After one lovely day at the beach in Brighton, Arthur flung his arms around his wife and kissed her, his lips tingling with salt.
‘I do love you, Jessie,’ he whispered. Jessie took in his thick dark hair, now sprinkled with grey and his eyes, baggy with exhaustion. She felt the same as she did all those years back when they’d had their shotgun wedding.
‘Smile for the camera, lovebirds,’ said a friend, who’d brought down an old Box Brownie. Larking about in front of the pier, Jessie hitched up her skirt and whooped it up for the camera. ‘And you still got a cracking pair of pins!’ Arthur grinned.
Heading back home to Dagenham, Jessie realised she’d never been so content. They turned down their street in a great belch of petrol fumes, their old car bursting at the seams with sun-kissed kids – no such thing as seat belts in those days.
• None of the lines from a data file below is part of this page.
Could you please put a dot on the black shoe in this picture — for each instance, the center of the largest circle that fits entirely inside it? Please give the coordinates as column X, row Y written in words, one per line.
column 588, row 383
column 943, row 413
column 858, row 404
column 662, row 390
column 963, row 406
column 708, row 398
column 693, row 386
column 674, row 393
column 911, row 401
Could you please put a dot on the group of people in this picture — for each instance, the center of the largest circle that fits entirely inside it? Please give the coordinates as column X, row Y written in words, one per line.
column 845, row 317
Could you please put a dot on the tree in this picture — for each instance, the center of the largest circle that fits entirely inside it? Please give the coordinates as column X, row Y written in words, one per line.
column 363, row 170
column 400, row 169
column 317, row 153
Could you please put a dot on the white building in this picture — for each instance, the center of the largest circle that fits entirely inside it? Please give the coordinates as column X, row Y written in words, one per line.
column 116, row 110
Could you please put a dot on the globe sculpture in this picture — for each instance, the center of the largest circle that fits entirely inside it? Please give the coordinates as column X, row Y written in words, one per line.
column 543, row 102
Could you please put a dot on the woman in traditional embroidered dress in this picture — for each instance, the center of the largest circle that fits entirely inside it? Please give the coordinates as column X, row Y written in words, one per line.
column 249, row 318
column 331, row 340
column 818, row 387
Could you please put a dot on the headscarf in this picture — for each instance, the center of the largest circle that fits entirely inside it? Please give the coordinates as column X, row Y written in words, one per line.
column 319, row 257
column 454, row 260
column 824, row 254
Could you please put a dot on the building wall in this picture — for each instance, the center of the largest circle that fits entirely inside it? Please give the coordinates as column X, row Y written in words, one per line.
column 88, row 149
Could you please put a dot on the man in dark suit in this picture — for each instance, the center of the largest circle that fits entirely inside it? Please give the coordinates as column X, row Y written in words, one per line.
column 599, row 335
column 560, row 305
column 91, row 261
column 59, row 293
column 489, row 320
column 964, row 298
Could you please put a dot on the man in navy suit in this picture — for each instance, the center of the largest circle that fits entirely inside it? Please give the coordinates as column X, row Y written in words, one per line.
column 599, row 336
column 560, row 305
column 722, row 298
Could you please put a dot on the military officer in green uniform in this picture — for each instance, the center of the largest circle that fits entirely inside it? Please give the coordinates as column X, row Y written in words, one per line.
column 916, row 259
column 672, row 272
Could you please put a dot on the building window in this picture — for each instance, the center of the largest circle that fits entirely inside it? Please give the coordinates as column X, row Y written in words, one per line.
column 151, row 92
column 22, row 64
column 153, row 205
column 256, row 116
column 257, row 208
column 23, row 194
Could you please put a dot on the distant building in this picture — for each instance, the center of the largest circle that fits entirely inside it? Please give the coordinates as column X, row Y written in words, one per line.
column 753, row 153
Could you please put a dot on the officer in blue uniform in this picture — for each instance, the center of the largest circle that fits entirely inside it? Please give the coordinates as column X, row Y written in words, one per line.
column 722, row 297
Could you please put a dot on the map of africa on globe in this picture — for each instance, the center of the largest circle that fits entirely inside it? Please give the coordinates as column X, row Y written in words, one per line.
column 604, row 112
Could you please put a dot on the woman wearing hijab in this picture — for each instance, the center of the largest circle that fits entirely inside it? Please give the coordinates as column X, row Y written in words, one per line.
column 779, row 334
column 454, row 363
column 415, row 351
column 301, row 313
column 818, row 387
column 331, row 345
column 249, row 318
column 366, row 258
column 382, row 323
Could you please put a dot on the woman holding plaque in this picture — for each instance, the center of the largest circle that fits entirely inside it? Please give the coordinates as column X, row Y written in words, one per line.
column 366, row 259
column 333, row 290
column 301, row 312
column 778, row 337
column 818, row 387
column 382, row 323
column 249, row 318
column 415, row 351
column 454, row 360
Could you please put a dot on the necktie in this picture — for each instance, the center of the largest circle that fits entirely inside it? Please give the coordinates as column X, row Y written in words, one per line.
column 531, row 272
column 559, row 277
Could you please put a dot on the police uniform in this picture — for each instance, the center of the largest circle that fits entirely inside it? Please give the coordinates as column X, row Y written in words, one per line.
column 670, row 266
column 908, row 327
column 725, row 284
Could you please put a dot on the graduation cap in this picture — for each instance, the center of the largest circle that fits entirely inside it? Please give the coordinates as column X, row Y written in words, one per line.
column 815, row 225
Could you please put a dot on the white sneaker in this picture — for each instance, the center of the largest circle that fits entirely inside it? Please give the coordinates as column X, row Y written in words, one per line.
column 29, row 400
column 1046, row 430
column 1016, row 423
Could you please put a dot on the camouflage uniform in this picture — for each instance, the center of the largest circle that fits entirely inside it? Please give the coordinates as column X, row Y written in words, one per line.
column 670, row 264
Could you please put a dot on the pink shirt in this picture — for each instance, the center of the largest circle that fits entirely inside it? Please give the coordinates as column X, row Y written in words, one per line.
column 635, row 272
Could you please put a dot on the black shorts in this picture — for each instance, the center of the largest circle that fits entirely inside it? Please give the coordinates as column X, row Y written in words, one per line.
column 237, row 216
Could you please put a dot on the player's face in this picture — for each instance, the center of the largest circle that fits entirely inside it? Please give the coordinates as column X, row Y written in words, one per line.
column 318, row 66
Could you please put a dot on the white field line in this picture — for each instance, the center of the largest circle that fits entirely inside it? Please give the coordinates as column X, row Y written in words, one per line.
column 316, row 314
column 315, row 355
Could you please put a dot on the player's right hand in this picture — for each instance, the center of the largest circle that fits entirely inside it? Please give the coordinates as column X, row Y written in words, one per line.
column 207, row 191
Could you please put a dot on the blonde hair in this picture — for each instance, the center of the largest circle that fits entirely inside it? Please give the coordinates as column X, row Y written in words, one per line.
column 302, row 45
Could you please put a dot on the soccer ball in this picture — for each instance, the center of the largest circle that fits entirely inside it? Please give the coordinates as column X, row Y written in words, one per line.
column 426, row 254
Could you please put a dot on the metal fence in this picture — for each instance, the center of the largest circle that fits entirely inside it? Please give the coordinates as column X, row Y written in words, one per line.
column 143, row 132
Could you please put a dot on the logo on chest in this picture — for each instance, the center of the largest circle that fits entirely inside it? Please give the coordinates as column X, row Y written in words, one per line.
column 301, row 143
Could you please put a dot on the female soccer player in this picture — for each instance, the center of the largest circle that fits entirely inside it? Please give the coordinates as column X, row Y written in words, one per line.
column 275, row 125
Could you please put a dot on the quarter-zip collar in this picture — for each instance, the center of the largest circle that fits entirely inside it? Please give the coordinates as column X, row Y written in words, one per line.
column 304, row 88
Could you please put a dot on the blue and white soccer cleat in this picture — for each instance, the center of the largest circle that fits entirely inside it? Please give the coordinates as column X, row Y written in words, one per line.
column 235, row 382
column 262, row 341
By 1964, most homes down their street had televisions, but not the Smiths’, so they had to make their own entertainment. And so it was that Jessie gave birth to their twelfth, and final, child.
Their family was finally complete.
Fast-forward a few years, and her family grew somewhat larger. Jessie eventually became the head of an enormous clan with, wait for it, 44 grandchildren, 99 great-grandchildren and 20 great-great grandchildren! So many, in fact, her family had to made her a spreadsheet so she could keep track. The papers dubbed her Supergran in June 2017, when her 175-strong brood threw her a surprise ninetieth birthday.
Camera crews from around the world beat a path to her door to interview this mighty matriarch, but Jessie is an unassuming, humble woman and declined. Fortunately, she did open the door to her Dagenham home to me and we had a wonderful trip down memory lane. Many cups of tea were drunk as we looked through her family album.
We paused on a glorious photo of her and Arthur, taken that day when they larked about in front of Brighton Pier in the 1960s. Despite its seaside sauce, it had such an innocent quality. You could almost smell the chip fat and candyfloss.
‘Look at me flashing my knickers!’ she laughed. ‘I was a caution back then. I still can’t believe he’s gone. We were so in love. We never went to bed without a kiss and a cuddle on the settee.’